I don’t mean to deify Jonathan, making him into something more than he was, but he was, no secret, my best friend. Like best friends, there were times when one of us wasn’t happy with the other one. When we got to high school, he became busy with his classes, sports, and school politics. I complained infrequently—to my mind—about his activities leaving little time for us. He argued that—he had acquired good debating skills—he enjoyed playing baseball and golf and needed excellent grades and extracurricular activities to get into a top-tier university. I was no slouch academically and was in the Latin club and contemporary dance but always made time for him. I blew a gasket in our junior year when he started up a club for the arts: painting, sculpture, and architecture. He wouldn’t back off, and so I broke up with him. At the time I decided that if he wouldn’t make more time for us, then I was through.

“I’m not playing third, fourth or fifth fiddle so you can hit a ball with a stick and start a club for people who throw pots,” I said, my righteous indignation bubbling over. I have been known to have a temper.

“You’re being unreasonable,” Jonathan said. “It’s only a club. It’s only one day a week.”

He emphasized his points by pointing his index finger at me. I think he intended the gesture to be playful, because that’s the kind of guy Jonathan was, but having that finger close to my face made me angrier.

“You could join. Learn how to throw pots yourself,” he said.

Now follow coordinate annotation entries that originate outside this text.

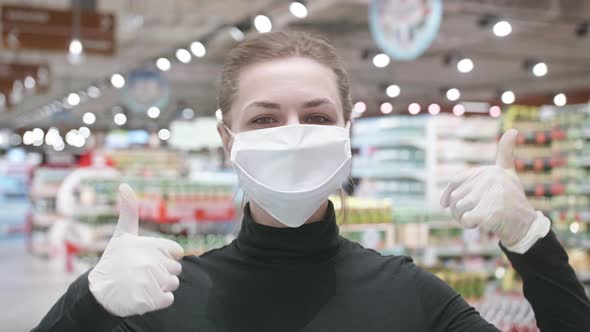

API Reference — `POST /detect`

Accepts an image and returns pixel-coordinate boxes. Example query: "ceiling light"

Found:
[156,58,172,71]
[158,128,170,141]
[215,108,223,122]
[23,130,35,145]
[111,74,125,89]
[501,91,516,105]
[69,39,83,55]
[10,134,23,146]
[254,15,272,33]
[67,92,80,106]
[428,104,440,115]
[113,113,127,126]
[147,106,160,119]
[53,141,66,152]
[490,105,502,118]
[229,26,244,41]
[575,21,590,38]
[570,221,580,234]
[191,41,207,58]
[289,1,307,18]
[533,62,549,77]
[385,84,401,98]
[380,102,393,114]
[453,104,465,116]
[408,103,420,115]
[32,128,44,141]
[553,93,567,106]
[82,112,96,125]
[45,127,61,145]
[25,76,35,89]
[457,58,473,73]
[493,21,512,37]
[373,53,390,68]
[176,48,191,63]
[447,88,461,101]
[182,108,195,120]
[87,85,101,99]
[352,101,367,113]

“I think you don’t need me in your life,” I said and stomped off —my method of choice to show I was hurt—already crying.
Jonathan didn’t follow me. I wouldn’t have stopped, but I was disappointed he didn’t at least call out to me to stop.
I didn’t go to dance practice that day. Jonathan had driven me to school, so I walked home six miles, hot tears clouding my vision. I laid on my bed and cried into my pink satin bedspread, leaving wet spots that looked like bruises. There is no greater hell on earth than teenage angst. I didn’t think I could live without him, but I decided to cut Jonathan off completely: wouldn’t answer the phone, told my parents not to let him into the house, went to our shared locker when he wasn’t there, acted like he didn’t exist when he walked up to me. He sent me long, apologetic conciliatory letters that I didn’t respond to.

I was able to stay angry for a full three weeks, not only because he had started the club, but, also, because he had made me angry for those three weeks, if you can follow my teenaged reasoning. Then one day we were walking toward each other down the hall of the first floor of the science building. When we stood in front of each other, I put my head on his chest and cried. He put his face into my hair, and I think he cried, too, but I couldn’t tell anyone that then. Jonathan had already started Arts Club, and twenty-three people had joined. For me, the grand gesture would have been for him to walk away from the club. He didn’t offer. But I did feel that he owed me one.